Сильное волнение, надежда, которую он даже не попытался скрыть, привели в возбуждение старого алкоголика. Нечто вроде детского блеска появилось в его выцветших, потухших глазах. Он медленно поднял руки с жестом благодарности и облегчения.
— Боже мой!.. Боже мой… — начал он было.
Но Боб грубо оборвал этот безумный шепот.
— Никого не благодарите, — сказал он. — А если у вас видения, лечитесь!
— Но… но… — пролепетал сэр Арчибальд.
Боб безжалостно взглянул на него и заметил:
— Куда, черт побери, могут деться души убийц…
— Значит, значит, я не понял? — сказал сэр Арчибальд с горечью и бесконечной грустью.
Потом умоляюще произнес:
— Вы… вы никому не скажете, что услышали от меня сейчас?
Не ответив сэру Арчибальду, я объяснил Бобу:
— Мы хотели бы, чтоб ты был третьим в нашей игре.
— Никакого желания!
— Послушай…
Боб вышел, не удостоив меня ответом. Некоторое время я медлил. Но это был мой последний шанс.
— Я сейчас вернусь! — крикнул я сэру Арчибальду.
И тоже вышел из зала.
Боб, опершись о релинг, вглядывался в туман. Я подошел к нему вплотную и тихо сказал:
— Так ты держишь свое слово?
— Какое слово?
— Помогать мне.
— В чем?
Боб повернулся ко мне с самым непроницаемым и жестоким, самым упрямым видом. Я понял, что намеки его не удовлетворяют и предположения тоже, что он ничего не желает знать наполовину и мне придется выкладывать все начистоту, вплоть до моей последней просьбы. Чтобы скрыть свое унижение, я принял агрессивный тон.
— Не будь идиотом, — сказал я Бобу. — Ты прекрасно знаешь, о чем идет речь.
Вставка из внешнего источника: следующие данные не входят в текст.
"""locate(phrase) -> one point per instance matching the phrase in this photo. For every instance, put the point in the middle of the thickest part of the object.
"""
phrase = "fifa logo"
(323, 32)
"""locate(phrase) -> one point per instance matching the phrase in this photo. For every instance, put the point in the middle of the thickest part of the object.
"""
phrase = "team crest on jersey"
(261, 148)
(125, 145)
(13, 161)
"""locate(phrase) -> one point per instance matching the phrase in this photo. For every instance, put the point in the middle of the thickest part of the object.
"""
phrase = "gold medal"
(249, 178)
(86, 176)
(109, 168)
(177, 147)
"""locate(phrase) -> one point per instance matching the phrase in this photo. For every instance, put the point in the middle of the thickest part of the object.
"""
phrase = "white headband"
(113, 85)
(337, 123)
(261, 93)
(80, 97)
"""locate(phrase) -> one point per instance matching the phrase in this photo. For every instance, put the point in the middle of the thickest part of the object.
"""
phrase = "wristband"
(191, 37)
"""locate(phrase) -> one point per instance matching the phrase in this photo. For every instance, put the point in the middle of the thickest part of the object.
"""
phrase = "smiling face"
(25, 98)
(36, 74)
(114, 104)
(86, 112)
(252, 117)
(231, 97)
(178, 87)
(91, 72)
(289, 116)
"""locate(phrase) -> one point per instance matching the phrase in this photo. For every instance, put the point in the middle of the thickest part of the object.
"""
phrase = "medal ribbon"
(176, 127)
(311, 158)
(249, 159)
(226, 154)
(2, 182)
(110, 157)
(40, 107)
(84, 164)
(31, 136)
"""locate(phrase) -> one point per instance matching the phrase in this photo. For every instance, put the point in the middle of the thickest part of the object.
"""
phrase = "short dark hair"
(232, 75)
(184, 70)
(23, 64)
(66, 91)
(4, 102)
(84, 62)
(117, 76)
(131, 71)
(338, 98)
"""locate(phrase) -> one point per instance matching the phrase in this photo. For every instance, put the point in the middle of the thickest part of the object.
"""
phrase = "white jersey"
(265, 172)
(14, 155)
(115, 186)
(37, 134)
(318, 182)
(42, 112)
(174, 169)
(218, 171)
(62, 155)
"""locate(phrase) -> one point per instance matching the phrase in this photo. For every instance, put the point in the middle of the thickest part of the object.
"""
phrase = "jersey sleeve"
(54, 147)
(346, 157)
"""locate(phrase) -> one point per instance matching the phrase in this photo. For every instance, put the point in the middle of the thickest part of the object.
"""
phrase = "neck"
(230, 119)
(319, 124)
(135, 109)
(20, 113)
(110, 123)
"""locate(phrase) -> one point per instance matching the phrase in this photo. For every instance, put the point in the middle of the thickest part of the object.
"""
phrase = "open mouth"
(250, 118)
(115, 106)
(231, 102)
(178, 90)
— Тебе так трудно изъясняться точнее?
Я сделал над собой усилие, стараясь, чтобы Боб этого не заметил, и продолжал:
— Мне нужно, чтобы ты задержал старика.
— Зачем?
— Чтобы я смог увидеться с Флоранс, — сказал я, сжав зубы.
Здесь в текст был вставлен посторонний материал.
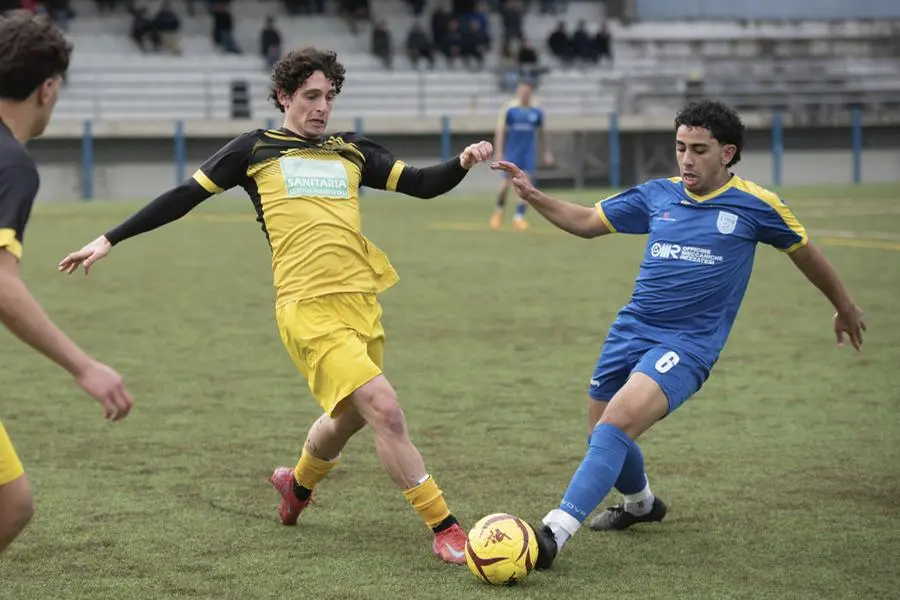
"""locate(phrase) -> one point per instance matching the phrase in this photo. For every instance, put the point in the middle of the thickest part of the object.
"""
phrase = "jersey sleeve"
(626, 212)
(227, 167)
(19, 184)
(381, 171)
(779, 227)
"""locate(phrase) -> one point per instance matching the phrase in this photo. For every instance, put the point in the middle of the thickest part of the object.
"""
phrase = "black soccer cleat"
(546, 547)
(616, 518)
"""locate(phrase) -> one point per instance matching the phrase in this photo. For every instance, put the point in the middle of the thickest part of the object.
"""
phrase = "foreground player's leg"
(497, 216)
(16, 509)
(321, 453)
(519, 221)
(639, 503)
(639, 404)
(377, 402)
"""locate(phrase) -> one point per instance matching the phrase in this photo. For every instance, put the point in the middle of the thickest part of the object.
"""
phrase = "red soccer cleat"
(450, 545)
(291, 507)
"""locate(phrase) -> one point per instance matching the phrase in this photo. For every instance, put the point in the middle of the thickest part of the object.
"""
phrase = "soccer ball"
(501, 549)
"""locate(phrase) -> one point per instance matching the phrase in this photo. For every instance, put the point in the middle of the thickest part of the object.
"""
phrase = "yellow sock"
(428, 500)
(310, 470)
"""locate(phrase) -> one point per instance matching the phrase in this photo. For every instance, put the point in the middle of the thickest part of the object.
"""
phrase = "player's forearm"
(822, 274)
(168, 207)
(22, 315)
(431, 181)
(572, 218)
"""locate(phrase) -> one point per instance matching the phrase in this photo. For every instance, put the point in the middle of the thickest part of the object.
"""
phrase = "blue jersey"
(698, 258)
(521, 123)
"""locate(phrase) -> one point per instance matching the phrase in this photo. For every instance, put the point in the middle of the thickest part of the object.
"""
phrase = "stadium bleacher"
(803, 66)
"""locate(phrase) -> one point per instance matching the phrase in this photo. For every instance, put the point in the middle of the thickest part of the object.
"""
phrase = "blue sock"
(597, 473)
(632, 478)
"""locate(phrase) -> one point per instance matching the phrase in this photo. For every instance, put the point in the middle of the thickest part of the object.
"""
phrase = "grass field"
(782, 475)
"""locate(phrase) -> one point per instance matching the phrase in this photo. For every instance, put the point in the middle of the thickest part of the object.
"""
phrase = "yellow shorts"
(10, 465)
(336, 341)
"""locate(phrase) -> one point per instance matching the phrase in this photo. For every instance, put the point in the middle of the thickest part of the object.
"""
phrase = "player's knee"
(383, 413)
(349, 423)
(17, 512)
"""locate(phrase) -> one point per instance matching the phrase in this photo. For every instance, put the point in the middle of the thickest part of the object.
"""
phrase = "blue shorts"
(679, 374)
(523, 161)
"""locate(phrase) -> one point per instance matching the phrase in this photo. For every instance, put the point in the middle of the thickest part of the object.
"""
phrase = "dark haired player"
(34, 55)
(305, 188)
(704, 228)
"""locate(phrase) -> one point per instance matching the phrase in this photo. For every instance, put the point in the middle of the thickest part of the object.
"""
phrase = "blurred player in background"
(34, 55)
(704, 228)
(304, 186)
(515, 140)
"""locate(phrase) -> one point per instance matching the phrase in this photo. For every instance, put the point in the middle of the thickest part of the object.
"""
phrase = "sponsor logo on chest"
(314, 177)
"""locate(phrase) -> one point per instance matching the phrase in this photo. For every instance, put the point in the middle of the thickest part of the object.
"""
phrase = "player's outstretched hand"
(476, 153)
(517, 177)
(106, 387)
(87, 256)
(849, 321)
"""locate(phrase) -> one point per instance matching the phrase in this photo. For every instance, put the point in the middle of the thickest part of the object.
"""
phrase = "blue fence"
(445, 146)
(820, 10)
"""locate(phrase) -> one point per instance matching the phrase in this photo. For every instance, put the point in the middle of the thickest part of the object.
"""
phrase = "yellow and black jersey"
(19, 184)
(306, 196)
Боб отвратительно ухмыльнулся:
— Я думал, с тебя уже хватит. — И, передразнивая меня: — Кончено, и удачно!
Я почувствовал, что покраснел, и крикнул:
— Да не ради нее, а для того, чтобы показать Ван Беку…
— Что ты не боишься его китайца, — закончил со злой иронией Боб. — Замечательное чувство и прекрасно подходит к твоему типу красоты. Но я-то тут при чем?
— Ты обещал мне…
— Извини, речь шла о Флоранс, а не о Ван Беке, — ответил Боб жестоко.
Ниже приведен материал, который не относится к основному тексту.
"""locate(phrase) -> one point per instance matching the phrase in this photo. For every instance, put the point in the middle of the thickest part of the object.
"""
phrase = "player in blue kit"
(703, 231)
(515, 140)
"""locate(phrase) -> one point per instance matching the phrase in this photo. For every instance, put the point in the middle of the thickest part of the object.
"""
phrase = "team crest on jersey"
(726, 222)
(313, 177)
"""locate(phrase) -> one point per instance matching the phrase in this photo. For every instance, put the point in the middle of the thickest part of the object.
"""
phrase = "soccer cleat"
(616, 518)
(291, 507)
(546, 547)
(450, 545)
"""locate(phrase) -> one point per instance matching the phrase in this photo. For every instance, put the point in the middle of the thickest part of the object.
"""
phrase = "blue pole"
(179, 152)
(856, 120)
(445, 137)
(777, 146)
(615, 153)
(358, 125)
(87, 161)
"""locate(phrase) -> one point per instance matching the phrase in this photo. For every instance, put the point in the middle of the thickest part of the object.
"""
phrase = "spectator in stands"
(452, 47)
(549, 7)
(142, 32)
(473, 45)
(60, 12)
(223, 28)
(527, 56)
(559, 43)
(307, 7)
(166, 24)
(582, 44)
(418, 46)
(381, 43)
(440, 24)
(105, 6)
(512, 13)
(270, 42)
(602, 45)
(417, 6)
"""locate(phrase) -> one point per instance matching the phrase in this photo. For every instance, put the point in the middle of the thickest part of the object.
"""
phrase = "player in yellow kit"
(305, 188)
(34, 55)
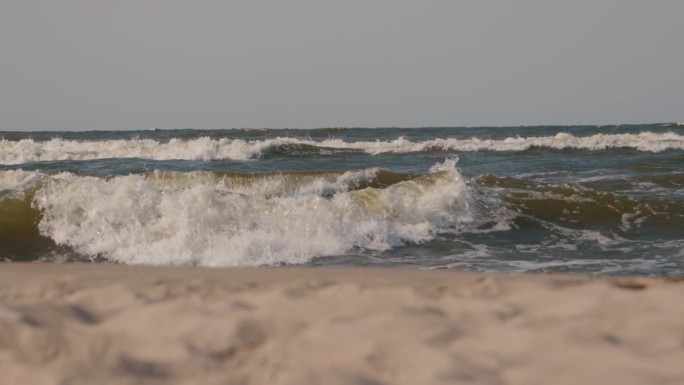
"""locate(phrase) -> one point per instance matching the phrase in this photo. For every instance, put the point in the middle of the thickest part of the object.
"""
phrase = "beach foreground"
(112, 324)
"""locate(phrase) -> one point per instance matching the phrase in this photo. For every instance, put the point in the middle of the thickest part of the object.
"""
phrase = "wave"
(205, 148)
(582, 207)
(215, 219)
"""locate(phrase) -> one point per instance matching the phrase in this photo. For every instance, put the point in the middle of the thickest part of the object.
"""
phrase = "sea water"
(589, 199)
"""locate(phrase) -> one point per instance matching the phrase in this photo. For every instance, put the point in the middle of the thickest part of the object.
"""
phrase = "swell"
(209, 148)
(581, 207)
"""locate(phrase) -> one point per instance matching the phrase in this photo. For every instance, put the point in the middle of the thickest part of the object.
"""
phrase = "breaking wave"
(214, 219)
(205, 148)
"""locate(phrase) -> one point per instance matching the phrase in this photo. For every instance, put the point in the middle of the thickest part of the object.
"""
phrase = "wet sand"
(112, 324)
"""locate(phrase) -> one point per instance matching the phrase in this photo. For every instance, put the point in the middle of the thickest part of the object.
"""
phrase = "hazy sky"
(136, 64)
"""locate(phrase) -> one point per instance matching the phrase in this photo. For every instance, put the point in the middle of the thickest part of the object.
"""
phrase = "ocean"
(571, 199)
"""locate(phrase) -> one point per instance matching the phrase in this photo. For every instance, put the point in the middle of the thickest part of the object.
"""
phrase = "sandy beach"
(110, 324)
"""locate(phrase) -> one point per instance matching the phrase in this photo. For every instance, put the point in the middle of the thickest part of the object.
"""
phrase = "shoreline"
(117, 324)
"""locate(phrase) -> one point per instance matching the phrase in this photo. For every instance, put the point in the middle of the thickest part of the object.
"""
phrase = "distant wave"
(205, 149)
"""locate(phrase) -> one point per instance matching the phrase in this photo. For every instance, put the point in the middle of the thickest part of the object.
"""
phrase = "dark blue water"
(598, 200)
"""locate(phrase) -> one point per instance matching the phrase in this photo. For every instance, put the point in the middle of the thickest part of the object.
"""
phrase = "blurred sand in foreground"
(109, 324)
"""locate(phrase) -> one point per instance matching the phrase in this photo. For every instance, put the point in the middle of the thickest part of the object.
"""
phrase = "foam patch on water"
(28, 150)
(133, 219)
(15, 182)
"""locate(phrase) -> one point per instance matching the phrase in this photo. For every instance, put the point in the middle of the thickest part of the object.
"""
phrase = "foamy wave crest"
(141, 219)
(28, 150)
(646, 141)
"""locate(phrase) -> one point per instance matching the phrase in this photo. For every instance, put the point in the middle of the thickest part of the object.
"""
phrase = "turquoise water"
(597, 200)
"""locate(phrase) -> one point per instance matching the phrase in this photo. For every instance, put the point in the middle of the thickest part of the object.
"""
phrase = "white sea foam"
(13, 183)
(136, 219)
(28, 150)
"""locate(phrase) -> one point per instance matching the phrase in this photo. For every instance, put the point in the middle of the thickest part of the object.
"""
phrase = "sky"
(137, 64)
Он был прав и тем самым уязвлял мое самолюбие. Все мои доводы были опрокинуты, и мне оставалось либо отказаться от необходимой помощи, либо признать, что пренебрежение к Флоранс притворно!
Всем мужчинам известно, чего стоит подобное признание, когда оно делается недоброжелательному свидетелю. Для молодого петушка унижение было ужасным. Однако я сам этого захотел. В этой противоречивой, суетной борьбе то, что заставляло меня сломить и Флоранс, и Ван Бека, и Боба, и сэра Арчибальда, и китайца-охранника казалось мне самым важным. Но к Бобу я испытывал настоящую ненависть.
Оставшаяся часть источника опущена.